In this series: Helping People Grow in Maturity
Jesus told his followers, Go and make disciples of all nations. Pastors know well that no two people under their care are in the same place spiritually. Making and growing disciples involves taking peoples spiritual temperature, helping them confront and address sin, guiding them to develop a love for Scripture, and much more. This Common Challenge covers ways you can introduce, initiate, and instruct the entire congregation into the life of allegiance to Christ.
Years ago, one of the world's richest men, John D. Rockefeller, was asked, "How much money is enough?" He famously answered, "Just a little bit more."
American culture and certainly its economy are built on that principle: you need more than you've got. You need to earn more. You need to spend more to accumulate more and better stuff.
Church leaders recognize the deeper issues here, financial and spiritual. To take financial issues first, experts these days are attributing current economic difficulties to a number of things: bad mortgage lending practices, lack of regulatory oversight, and globalized market structures. Economic conditions are complicated and grim.

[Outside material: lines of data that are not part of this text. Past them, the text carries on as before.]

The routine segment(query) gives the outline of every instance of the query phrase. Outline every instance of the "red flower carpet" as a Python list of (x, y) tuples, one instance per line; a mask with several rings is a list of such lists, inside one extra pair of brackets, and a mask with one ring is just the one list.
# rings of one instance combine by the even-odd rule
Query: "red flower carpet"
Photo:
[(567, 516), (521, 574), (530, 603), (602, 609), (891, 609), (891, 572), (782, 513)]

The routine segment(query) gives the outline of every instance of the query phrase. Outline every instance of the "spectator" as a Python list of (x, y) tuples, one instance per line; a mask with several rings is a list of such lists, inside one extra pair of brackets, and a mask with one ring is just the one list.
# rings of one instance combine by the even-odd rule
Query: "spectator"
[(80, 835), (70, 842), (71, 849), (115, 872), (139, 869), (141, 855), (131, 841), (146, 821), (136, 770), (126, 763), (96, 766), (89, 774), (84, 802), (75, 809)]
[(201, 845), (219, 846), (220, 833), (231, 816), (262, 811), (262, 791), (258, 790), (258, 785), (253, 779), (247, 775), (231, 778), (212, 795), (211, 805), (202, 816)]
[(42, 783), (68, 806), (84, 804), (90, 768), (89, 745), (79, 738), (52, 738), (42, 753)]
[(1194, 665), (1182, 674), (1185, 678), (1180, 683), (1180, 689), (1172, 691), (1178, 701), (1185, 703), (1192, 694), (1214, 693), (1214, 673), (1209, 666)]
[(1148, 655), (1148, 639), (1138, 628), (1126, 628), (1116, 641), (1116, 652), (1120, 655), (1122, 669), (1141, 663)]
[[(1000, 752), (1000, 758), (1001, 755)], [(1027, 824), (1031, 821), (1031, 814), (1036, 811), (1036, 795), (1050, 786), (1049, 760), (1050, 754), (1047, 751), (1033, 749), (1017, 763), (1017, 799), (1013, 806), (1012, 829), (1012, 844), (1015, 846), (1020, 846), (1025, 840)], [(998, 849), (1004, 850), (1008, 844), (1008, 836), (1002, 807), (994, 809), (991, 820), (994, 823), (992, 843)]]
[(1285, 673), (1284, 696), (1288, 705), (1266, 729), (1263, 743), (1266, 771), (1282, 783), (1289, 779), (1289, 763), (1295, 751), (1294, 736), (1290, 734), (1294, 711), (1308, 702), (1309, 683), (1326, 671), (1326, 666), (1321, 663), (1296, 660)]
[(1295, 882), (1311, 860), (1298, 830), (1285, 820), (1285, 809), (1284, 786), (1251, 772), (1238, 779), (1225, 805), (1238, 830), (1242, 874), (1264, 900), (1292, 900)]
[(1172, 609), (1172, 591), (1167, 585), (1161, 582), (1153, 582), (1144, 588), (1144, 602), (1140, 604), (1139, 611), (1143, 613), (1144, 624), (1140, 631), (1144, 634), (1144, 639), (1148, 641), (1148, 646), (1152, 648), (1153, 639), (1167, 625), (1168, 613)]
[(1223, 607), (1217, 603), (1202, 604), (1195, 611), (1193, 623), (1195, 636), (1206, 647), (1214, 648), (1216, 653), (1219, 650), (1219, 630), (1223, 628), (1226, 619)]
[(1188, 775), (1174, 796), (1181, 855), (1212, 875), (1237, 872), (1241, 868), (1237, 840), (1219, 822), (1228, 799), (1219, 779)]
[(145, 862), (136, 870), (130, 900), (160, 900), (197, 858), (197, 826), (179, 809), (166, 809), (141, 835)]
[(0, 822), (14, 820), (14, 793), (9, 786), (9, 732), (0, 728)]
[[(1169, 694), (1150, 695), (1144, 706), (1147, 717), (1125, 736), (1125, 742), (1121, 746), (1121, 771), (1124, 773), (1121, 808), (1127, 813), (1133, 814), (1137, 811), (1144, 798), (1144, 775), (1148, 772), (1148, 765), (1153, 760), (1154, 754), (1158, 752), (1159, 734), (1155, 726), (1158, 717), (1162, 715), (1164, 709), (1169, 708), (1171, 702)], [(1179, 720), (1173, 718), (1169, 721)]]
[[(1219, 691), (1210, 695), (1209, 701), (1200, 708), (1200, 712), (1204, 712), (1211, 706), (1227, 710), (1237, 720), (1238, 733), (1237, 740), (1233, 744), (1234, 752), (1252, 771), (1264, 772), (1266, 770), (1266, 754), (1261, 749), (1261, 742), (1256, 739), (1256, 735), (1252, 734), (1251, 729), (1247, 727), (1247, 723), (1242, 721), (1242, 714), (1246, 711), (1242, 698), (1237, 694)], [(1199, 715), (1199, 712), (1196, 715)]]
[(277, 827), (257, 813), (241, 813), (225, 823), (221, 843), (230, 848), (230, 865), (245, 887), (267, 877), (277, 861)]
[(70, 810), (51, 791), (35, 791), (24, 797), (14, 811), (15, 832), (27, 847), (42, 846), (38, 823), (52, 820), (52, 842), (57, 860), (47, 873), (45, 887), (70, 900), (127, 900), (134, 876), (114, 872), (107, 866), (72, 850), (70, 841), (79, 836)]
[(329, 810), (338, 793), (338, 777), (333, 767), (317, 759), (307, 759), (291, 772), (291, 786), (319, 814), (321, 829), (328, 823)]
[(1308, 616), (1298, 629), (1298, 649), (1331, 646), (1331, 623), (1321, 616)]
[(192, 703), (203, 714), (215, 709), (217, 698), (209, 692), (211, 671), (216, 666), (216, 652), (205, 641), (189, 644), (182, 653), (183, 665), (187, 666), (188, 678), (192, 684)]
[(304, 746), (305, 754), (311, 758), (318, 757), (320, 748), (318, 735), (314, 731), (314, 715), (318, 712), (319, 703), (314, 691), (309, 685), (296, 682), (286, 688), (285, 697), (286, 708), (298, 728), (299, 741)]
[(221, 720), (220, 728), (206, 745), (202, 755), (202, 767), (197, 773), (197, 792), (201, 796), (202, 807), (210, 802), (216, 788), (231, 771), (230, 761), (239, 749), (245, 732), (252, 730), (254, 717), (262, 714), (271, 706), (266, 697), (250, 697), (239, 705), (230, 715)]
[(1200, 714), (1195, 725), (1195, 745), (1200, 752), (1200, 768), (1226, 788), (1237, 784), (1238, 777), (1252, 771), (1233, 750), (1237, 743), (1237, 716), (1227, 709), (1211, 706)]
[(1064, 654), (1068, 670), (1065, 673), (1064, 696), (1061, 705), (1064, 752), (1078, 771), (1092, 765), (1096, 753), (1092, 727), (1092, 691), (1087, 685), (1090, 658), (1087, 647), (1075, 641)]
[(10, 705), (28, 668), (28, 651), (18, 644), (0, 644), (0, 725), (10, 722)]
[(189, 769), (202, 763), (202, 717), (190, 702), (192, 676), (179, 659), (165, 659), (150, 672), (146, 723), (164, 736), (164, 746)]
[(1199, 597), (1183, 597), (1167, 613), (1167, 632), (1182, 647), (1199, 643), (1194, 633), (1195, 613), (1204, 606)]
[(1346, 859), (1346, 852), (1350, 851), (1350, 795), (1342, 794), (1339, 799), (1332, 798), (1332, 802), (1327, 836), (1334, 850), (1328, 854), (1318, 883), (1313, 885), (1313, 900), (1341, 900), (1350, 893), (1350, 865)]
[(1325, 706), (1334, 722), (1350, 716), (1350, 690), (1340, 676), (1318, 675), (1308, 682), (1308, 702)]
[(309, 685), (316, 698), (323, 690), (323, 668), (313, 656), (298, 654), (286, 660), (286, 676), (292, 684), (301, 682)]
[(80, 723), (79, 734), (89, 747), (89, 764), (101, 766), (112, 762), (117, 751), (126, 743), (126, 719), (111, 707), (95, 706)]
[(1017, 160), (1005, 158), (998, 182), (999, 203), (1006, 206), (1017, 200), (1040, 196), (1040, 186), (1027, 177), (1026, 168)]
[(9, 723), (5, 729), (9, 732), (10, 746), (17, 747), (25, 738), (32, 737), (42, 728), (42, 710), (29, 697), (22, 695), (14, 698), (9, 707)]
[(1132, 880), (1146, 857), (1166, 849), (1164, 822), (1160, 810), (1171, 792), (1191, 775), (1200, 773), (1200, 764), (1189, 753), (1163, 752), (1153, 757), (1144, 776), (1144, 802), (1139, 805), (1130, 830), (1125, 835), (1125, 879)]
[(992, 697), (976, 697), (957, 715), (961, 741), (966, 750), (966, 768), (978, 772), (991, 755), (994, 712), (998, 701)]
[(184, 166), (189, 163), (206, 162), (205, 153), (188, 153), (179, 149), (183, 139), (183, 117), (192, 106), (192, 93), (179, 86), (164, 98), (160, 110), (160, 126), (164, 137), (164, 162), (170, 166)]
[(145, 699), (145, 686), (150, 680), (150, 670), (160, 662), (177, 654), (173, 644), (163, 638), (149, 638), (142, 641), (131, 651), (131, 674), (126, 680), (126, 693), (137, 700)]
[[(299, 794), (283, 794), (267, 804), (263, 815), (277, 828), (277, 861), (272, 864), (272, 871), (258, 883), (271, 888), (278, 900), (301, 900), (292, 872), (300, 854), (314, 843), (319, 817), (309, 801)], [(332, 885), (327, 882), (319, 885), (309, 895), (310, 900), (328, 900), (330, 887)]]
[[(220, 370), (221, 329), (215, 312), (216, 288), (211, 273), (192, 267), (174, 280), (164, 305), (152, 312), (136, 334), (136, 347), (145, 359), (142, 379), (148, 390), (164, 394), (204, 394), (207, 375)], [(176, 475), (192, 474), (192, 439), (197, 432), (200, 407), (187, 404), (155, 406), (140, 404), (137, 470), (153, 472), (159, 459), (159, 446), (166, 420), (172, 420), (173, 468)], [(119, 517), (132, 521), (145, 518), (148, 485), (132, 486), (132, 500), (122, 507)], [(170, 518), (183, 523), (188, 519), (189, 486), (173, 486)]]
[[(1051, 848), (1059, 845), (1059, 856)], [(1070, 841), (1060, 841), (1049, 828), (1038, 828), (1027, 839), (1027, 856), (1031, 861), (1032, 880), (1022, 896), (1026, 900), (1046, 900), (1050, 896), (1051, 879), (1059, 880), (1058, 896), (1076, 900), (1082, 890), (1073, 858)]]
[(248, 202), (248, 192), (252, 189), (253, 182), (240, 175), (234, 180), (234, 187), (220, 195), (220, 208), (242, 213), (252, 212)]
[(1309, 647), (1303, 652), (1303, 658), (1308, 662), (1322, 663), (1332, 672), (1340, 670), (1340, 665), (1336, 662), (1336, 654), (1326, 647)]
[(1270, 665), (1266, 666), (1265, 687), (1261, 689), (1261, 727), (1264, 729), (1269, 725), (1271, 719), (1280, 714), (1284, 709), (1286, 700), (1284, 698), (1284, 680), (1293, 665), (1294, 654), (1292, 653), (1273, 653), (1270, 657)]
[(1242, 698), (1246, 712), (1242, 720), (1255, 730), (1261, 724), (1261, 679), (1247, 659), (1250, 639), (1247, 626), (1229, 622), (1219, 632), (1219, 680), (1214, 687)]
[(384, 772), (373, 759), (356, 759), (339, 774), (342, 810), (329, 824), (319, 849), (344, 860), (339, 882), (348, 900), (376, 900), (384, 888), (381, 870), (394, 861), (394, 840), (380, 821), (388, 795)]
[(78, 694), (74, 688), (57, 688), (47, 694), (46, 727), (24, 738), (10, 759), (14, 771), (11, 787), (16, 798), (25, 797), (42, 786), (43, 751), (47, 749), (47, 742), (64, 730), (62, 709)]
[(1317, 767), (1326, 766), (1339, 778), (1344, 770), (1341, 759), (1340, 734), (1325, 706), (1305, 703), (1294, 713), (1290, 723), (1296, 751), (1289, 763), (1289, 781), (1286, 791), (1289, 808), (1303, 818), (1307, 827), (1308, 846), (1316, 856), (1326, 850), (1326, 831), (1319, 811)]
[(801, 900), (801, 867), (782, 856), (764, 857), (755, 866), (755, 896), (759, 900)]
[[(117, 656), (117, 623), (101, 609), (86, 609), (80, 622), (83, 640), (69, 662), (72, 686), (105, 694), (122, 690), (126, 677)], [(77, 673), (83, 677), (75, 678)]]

I'm reminded of the assessment of Alfred Kahn, Jimmy Carter's outspoken inflation-fighting czar in another financially troubled time, who said, "Anybody who isn't schizophrenic these days just isn't thinking clearly."
As I talked with church leaders about the financial issues they're dealing with, the word that kept coming up was debt. How to help people get out of debt. How to encourage generosity from people in debt. How much debt the church should assume.
One pastor pointed me to Proverbs 22:7. "The borrower is the slave of the lender." When you borrow money, it obligates you to work for someone else, giving them your earnings until the debt is paid off. If you want freedom, you've got to get out of debt.
This strikes close to home for me.
How we handle money is a measure of our spirituality and the quality of our relationship with God as well as to one another.
My grandfather 13 generations back, John Shelley, was about 20 years old when he came to a fairly new settlement called Jamestown in the year 1623. He couldn't afford the voyage to the New World. So he went into debt, becoming an indentured servant, essentially a slave who could earn his freedom after seven years of work.
Indentured to a landowner named Edward Blaney, John had to work in Blaney's tobacco fields and survive malaria, starvation, and occasional Indian attacks. After seven years, however, he gained his freedom and a few acres of land in Virginia.
I'm sure he celebrated the day he worked off his debt and was able to work his own land rather than Edward Blaney's. Debt served its purpose. It got him to the New World, but he worked diligently to be free of that debt.
Another financial issue that church leaders raised is "prudent vs. carefree." One one hand, the Bible says, "In the house of the wise are stores of choice food and oil, but a foolish man devours all he has" (Prov. 21:20). Another translation puts it this way: "Fools spend whatever they get."
And "Wealth gained hastily will dwindle, but whoever gathers little by little will increase it" (Prov. 13:11). That's prudence—making decisions based on their long-term consequences.
On the other hand, Jesus is clear: "Do not worry about your life, what you will eat, what you will drink; or about your body, what you will wear. Who of you by worrying can add a single hour to his life? It's the pagans who run after these things, O you of little faith. Seek first God's kingdom and his righteousness, and all these things will be given to you as well." That sounds more carefree than prudent.
Both financial prudence and being faithfully carefree are biblical values. We need not fear a political, economic, and moral world run amok. But we must do more than just hang on to God's sovereignty. He hasn't released us from financial faithfulness. So what's the point of this tension?
Jesus said more about money than about his Second Coming. Why? Because how we deal with money is a measure of our spirituality, the quality of our relationship to God as well as to one another.
A.W. Tozer once wrote, "The whole question of the believer and his money is so involved and so intimate that one hesitates to approach a consideration of it. Yet, it is of such great importance that one who desires to qualify as a good servant of Christ dare not avoid it, lest they be found wanting in the day of reckoning."
Faith, hope, and love will never be displaced as the core of Christian teaching. And money will never be displaced as a means of measuring our souls to see if those forces are really at work.